C’est peut-être une façon bizarre d’aborder le sujet et pourtant c’est un peu de cela qu’il est question.

Quand on aborde la notion du geste, il y en a qui s’énoncent facilement, comme des évidences, des gestes inscrits dans nos pratiques, nous pourrions dire innés, transmis de générations en générations.

Déposer une fleur après une inhumation, le geste de la lumière à l’église n’ont plus besoin d’être investi, ils font partie du décor, d’un accord. On les fait naturellement.

Il y a toutefois quelque chose à remarquer. Ce qui est commun à chacun de ces gestes c’est qu’ils sont envisagés SUR, au-dessus.

Et si nous commencions à envisager les gestes SOUS, au-dessous. Les gestes en amont, ceux qui vont permettre d’accueillir, ceux qui vont préparer le lit, là où l’autre va reposer. Déposer pour mieux reposer.

DEPASSER LES CADRES

Que ce soit un cavurne, une fosse pleine terre, un caveau, un cercueil, il y a là quelque chose de rugueux, de froid. Pourquoi ne pas se réapproprier ces espaces pour en faire quelque chose de beaux, de doux, de personnel, quelque chose qui fasse sens.

Et si nos sens pouvaient nous ouvrir sur une façon de nous réapproprier chacune des étapes.

Et si le regard, ce qui doit être vu, pouvait guider nos gestes, nos pratiques. N’y a t-il pas là une façon d’envisager de nouvelles portes, de nouveaux sas pour accompagner le chemin des obsèques.

Le cavurne mesure 60×60, le caveau 2,12 mètres pour la longueur et 78 centimètres pour la largeur, le cercueil standard 1m85 pour une largeur de 54 pour une hauteur de 33 (si c’est un Parisien).

Là je suis sûr que vous pensez à ce croque mort cher à Morris dans Lucky Luke.

C’est en partant de ce constat froid que nous avons commencé à proposer aux familles de s’approprier ces cadres imposés. Dépasser les cadres, s’engager sur une autre façon de regarder les choses, c’est souvent ainsi que les choses commencent à la coopérative funéraire de Rennes.

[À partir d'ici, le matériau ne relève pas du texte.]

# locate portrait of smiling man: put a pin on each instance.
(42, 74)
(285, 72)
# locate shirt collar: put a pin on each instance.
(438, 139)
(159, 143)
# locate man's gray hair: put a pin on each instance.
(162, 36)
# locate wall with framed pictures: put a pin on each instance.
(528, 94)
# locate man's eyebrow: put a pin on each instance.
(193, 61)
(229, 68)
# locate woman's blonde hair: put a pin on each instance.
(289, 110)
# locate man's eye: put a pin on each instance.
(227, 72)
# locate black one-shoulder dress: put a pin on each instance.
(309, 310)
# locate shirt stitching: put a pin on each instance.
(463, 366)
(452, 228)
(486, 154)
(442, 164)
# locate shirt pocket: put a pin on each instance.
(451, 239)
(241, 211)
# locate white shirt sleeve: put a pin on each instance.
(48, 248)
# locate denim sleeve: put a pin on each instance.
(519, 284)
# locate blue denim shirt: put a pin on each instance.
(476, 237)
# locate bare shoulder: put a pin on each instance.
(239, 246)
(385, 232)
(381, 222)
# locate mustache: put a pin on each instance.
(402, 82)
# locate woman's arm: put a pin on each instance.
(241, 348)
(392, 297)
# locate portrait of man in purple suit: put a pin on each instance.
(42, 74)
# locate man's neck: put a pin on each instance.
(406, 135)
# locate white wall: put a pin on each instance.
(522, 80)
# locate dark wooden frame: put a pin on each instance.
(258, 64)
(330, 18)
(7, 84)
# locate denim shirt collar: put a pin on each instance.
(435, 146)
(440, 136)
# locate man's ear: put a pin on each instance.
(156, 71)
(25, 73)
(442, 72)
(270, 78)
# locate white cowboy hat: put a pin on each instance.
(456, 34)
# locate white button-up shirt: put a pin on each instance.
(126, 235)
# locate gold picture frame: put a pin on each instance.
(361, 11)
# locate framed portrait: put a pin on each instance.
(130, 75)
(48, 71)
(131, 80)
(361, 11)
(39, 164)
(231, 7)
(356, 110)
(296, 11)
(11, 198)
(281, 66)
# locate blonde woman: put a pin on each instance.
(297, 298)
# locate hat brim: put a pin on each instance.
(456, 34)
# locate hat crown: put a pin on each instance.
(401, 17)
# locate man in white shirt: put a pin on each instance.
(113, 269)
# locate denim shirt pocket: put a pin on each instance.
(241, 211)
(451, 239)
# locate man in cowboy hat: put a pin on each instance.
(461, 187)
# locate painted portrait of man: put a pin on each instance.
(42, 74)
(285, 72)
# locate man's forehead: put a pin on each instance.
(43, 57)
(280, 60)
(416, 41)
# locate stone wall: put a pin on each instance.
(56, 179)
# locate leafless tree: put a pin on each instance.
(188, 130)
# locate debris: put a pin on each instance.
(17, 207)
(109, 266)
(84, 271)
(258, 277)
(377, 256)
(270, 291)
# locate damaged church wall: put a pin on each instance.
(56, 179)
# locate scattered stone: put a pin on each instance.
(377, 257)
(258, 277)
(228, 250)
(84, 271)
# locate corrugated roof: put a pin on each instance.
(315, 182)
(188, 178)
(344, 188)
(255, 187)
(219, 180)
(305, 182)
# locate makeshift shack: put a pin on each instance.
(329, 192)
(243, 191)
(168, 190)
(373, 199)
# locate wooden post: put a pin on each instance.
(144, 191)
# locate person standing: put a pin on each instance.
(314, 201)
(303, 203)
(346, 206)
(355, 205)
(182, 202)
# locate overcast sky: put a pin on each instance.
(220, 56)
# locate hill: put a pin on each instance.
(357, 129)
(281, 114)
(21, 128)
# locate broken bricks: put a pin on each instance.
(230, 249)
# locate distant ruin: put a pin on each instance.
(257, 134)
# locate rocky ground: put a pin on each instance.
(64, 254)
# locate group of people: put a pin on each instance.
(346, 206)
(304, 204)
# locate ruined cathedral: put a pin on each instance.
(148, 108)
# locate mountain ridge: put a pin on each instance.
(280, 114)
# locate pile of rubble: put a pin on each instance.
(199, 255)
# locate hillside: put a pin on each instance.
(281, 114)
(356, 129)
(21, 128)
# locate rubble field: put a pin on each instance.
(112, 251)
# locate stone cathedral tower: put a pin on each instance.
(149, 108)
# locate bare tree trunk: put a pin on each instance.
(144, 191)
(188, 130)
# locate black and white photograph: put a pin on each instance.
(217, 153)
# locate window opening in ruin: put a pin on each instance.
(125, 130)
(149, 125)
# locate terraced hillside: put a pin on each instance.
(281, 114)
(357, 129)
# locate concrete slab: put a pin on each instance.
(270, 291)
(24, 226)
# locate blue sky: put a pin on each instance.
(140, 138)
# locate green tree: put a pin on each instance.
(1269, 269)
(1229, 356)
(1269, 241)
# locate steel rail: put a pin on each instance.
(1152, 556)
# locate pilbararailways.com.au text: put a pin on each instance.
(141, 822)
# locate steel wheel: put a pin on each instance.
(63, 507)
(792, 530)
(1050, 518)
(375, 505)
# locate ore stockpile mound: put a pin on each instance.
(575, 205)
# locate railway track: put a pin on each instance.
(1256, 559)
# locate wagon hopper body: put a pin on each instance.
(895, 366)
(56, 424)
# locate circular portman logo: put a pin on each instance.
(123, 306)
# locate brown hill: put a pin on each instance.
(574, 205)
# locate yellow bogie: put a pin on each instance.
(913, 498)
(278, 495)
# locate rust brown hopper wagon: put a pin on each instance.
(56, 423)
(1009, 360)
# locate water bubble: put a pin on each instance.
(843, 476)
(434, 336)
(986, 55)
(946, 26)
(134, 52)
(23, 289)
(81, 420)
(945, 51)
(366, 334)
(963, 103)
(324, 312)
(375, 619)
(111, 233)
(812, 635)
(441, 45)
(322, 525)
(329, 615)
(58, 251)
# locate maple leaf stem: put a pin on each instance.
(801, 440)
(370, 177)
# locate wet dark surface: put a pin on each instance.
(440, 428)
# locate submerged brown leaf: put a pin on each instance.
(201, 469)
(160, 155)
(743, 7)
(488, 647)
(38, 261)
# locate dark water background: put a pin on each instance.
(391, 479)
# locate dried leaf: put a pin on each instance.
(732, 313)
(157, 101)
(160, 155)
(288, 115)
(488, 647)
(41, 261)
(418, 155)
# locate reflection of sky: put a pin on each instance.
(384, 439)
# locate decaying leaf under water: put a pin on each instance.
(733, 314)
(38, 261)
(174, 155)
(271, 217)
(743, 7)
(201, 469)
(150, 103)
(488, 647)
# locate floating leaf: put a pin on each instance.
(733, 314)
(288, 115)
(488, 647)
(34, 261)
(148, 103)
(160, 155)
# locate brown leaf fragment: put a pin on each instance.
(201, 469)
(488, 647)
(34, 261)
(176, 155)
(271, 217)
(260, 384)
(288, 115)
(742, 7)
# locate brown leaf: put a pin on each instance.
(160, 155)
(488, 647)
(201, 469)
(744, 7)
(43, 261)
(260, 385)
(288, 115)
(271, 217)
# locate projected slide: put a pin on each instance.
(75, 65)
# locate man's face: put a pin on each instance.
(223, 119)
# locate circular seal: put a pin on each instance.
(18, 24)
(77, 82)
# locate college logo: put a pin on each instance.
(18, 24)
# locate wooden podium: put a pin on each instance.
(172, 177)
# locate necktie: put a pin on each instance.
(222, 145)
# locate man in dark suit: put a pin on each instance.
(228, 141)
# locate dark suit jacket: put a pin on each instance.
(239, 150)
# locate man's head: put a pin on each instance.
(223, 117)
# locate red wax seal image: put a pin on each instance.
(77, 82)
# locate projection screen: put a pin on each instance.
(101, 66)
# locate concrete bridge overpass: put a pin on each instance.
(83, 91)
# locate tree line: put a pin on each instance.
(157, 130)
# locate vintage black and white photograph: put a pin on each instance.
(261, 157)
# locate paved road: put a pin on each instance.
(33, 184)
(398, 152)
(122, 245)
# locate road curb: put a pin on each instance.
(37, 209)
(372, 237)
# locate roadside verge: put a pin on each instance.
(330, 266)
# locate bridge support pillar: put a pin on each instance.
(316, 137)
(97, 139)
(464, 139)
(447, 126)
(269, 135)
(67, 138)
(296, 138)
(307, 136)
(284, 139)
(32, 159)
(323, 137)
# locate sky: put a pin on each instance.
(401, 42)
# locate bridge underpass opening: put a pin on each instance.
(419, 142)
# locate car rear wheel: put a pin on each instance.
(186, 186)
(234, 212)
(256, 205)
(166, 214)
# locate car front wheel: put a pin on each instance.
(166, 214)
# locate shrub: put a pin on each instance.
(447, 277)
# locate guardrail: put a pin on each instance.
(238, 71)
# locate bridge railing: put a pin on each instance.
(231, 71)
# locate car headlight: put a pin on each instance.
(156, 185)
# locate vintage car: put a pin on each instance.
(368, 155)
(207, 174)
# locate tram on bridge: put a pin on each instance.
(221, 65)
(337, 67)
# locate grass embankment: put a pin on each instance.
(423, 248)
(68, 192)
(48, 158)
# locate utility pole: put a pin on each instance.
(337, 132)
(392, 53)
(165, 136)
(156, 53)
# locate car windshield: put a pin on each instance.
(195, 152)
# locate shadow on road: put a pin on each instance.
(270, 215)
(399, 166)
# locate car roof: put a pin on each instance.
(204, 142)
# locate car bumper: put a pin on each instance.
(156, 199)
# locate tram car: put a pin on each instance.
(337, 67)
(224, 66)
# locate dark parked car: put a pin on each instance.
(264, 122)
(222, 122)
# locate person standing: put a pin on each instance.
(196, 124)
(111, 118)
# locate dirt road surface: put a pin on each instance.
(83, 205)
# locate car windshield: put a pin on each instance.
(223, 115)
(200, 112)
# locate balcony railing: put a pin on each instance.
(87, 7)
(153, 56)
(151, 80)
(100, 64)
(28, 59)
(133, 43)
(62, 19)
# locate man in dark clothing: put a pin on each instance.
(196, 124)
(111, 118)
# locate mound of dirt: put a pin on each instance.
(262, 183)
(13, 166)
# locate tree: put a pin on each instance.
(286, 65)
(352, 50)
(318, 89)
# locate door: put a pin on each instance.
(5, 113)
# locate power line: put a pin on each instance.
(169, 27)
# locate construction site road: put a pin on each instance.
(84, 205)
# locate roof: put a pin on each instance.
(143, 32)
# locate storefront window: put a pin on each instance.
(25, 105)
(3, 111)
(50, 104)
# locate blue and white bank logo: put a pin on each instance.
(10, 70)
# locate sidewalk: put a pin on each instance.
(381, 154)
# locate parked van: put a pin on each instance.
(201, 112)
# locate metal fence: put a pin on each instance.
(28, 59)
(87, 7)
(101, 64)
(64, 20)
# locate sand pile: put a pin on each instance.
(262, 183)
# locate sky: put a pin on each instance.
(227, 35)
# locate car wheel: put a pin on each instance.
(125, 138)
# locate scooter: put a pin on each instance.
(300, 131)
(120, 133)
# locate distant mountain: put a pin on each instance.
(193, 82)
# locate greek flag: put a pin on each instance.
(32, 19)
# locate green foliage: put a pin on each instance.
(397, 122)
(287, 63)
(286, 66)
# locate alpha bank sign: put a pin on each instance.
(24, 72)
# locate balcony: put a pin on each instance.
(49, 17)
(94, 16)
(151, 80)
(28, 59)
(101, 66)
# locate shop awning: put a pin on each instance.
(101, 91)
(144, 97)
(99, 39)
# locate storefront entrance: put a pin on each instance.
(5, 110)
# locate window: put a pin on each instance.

Faire que les familles puissent concevoir ces espaces comme des domaines des possibles. Inviter notre regard à envisager les choses autrement.

Et si ce cavurne fait de béton était habillé autrement, et si sur ce capiton étaient déposé un tissu symbolique, un lit de mots, et si sur cette pleine terre nous y déposions une couverture fait de patchwork, un parterre de pompons !

ENVISAGER L’AMONT D’UNE CEREMONIE

Lors des obsèques, la communauté ne voit que la partie émergée de notre travail.

A la coopérative depuis longtemps nous invitons les familles à s’approprier les cercueils.

Chaque étape prend un sens dès lors que la famille l’investit. Pour nous cela ne s’est pas fait naturellement. Il nous a fallu prendre conscience de ce qui était sous-jacent à travers cela.

Ce sont les familles qui nous ont donné à voir les bienfaits de certains gestes par le sens qu’elles y ont apportés.

Envisager l’amont n’est pas évident car c’est un moment fragile, sensible, là où les émotions sont exacerbées.

C’est là où l’origine, la raison d’être des objets prend tout son sens. Et si les objets nous ouvraient vers d’autres horizons ! Et si les objets pouvaient être des catalyseurs d’émotions.

LES OBJETS ACTANTS

Déposer pour mieux accueillir : Accueillir ce moment que sera la mise en bière ou l’inhumation, se préparer à déposer à l’intérieur de, là où l’on va fermer. Se préparer au temps du passage de ce qui a été et ce qui sera.

Les objets utilisés lors de ces gestes s’inscrivent dans l’action.

Ils peuvent ne pas être anodins comme ces doudous appartenant au défunt ou ces poèmes, ces cartes postales déposées dans le fond du cercueil. Ils sont porteurs d’une histoire, d’un lien avec le ou la défunte.

Ils peuvent n’avoir aucun lien direct avec le défunt mais l’évoquer, pour créer le beau, le doux…une image. Cela peut être des fleurs, des pompons, de la couleur, des mots qui portent, du tissu qui accueille. Le lit ainsi préparé peut être de tout nature.

En offrant aux familles la possibilité de créer, d’imaginer ces gestes nous les ouvrons vers de nouvelles intentions. Il y a là la possibilité de s’approprier ce qui sera, autrement, en amont.

Préparer pour mieux reposer. C’est un peu cela que nous faisions avec nos enfants au moment du coucher. Border, embrasser, sécuriser ce moment pour permettre le repos.

Cela peut être étonnant mais ces gestes simples nous sécurisent nous aussi.